Treatment with Raludotatug Deruxtecan Leads to Exciting Response Rate in Advanced Ovarian Cancer Patients

Treatment with Raludotatug Deruxtecan Leads to Exciting Response Rate in Advanced Ovarian Cancer Patients

A recent phase I study revealed exciting results for patients with heavily pretreated, platinum-resistant advanced ovarian cancer who were treated with raludotatug deruxtecan (R-DXd). The study, led by Kathleen Moore, MD, showed a remarkable overall response rate of 48.6% among patients who received R-DXd, an antibody drug conjugate (ADC) directed against cadherin 6 (CDH6). The trial included a total of 37 evaluable patients, with one complete response and 17 partial responses observed. This data presents promising signals of efficacy in the treatment of ovarian cancer, marking a significant advancement in the field.
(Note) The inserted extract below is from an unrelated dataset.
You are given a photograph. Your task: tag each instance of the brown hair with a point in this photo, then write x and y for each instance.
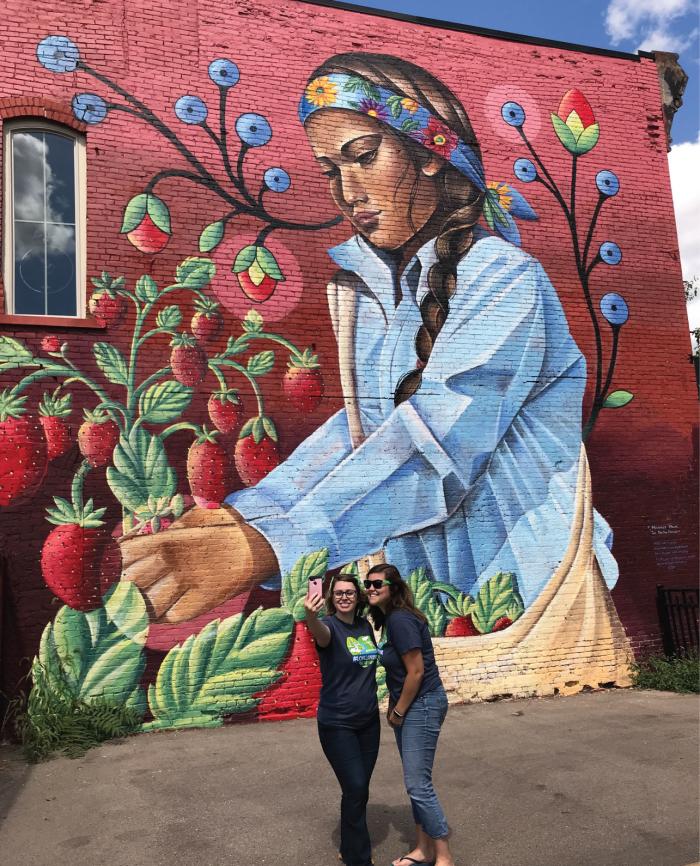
(461, 201)
(401, 597)
(361, 595)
Addressing Unmet Medical Needs

The response rate of nearly 50% seen in the study has been described as “incredibly exciting” by experts in the field. Dr. Carol Aghajanian of Memorial Sloan Kettering Cancer Center highlighted the importance of this achievement, emphasizing that there is still an unmet medical need in treating patients with advanced ovarian cancer, especially those with platinum-resistant disease. The study showcased a representative population, including patients aged 65 and older, reflecting the real-world scenario in which more patients are expected to present with advanced age and challenging disease characteristics.

CDH6, the target of R-DXd, is a transmembrane protein that is highly overexpressed in epithelial ovarian cancer, making it a promising target for ADC therapy. The structure of R-DXd involves a humanized anti-CDH6 IgG1 monoclonal antibody linked to a topoisomerase I inhibitor payload through a cleavable linker. This innovative design allows for targeted delivery of the cytotoxic payload to cancer cells overexpressing CDH6, enhancing the efficacy of the treatment.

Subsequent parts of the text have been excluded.